See also: Six-bit character codes

==Seven-bit binary codes==
Examples of seven-bit binary codes are:
- International Telegraph Alphabet No. 3 (ITA3) – derived from the Moore ARQ code, and also known as the RCA
- ASCII – The ubiquitous ASCII code was originally defined as a seven-bit character set. The ASCII article provides a detailed set of equivalent standards and variants. In addition, there are various extensions of ASCII to eight bits (see Eight-bit binary codes)
- CCIR 476 – Extends ITA2 from 5 to 7 bits, using the extra 2 bits as check digits
- International Telegraph Alphabet No. 4 (ITA4)

==Eight-bit binary codes==
- Extended ASCII – A number of standards extend ASCII to eight bits by adding a further 128 characters, such as:
  - HP Roman
  - ISO/IEC 8859
  - Mac OS Roman
  - Windows-1252
- EBCDIC – Used in early IBM computers and current IBM i and System z systems.

==10-bit binary codes==
- AUTOSPEC – Also known as Bauer code. AUTOSPEC repeats a five-bit character twice, but if the character has odd parity, the repetition is inverted.
- Decabit – A datagram of electronic pulses which are transmitted commonly through power lines. Decabit is mainly used in Germany and other European countries.

==16-bit binary codes==
- UCS-2 – An obsolete encoding capable of representing the basic multilingual plane of Unicode

==32-bit binary codes==
- UTF-32/UCS-4 – A four-bytes-per-character representation of Unicode.

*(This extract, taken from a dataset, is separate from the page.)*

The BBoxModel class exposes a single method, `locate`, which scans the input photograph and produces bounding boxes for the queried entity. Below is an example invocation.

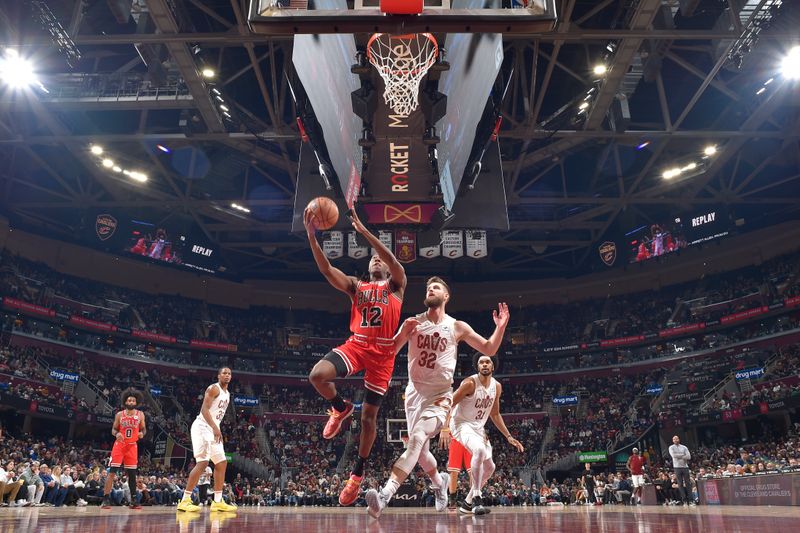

==Variable-length binary codes==
- UTF-8 – Encodes characters in a way that is mostly compatible with ASCII but can also encode the full repertoire of Unicode characters with sequences of up to four 8-bit bytes.
- UTF-16 – Extends UCS-2 to cover the whole of Unicode with sequences of one or two 16-bit elements
- GB 18030 – A full-Unicode variable-length code designed for compatibility with older Chinese multibyte encodings
- Huffman coding – A technique for expressing more common characters using shorter bit strings than are used for less common characters

Data compression systems such as Lempel–Ziv–Welch can compress arbitrary binary data. They are therefore not binary codes themselves but may be applied to binary codes to reduce storage needs.

==Other==
- Morse code is a variable-length telegraphy code, which traditionally uses a series of long and short pulses to encode characters. It relies on gaps between the pulses to provide separation between letters and words, as the letter codes do not have the "prefix property". This means that Morse code is not necessarily a binary system, but in a sense may be a ternary system, with a 10 for a "dit" or a "dot", a 1110 for a dash, and a 00 for a single unit of separation. Morse code can be represented as a binary stream by allowing each bit to represent one unit of time. Thus a "dit" or "dot" is represented as a 1 bit, while a "dah" or "dash" is represented as three consecutive 1 bits. Spaces between symbols, letters, and words are represented as one, three, or seven consecutive 0 bits. For example, "NO U" in Morse code is "— .— — —. . —", which could be represented in binary as "1110100011101110111000000010101110". If, however, Morse code is represented as a ternary system, "NO U" would be represented as "1110|10|00|1110|1110|1110|00|00|00|10|10|1110".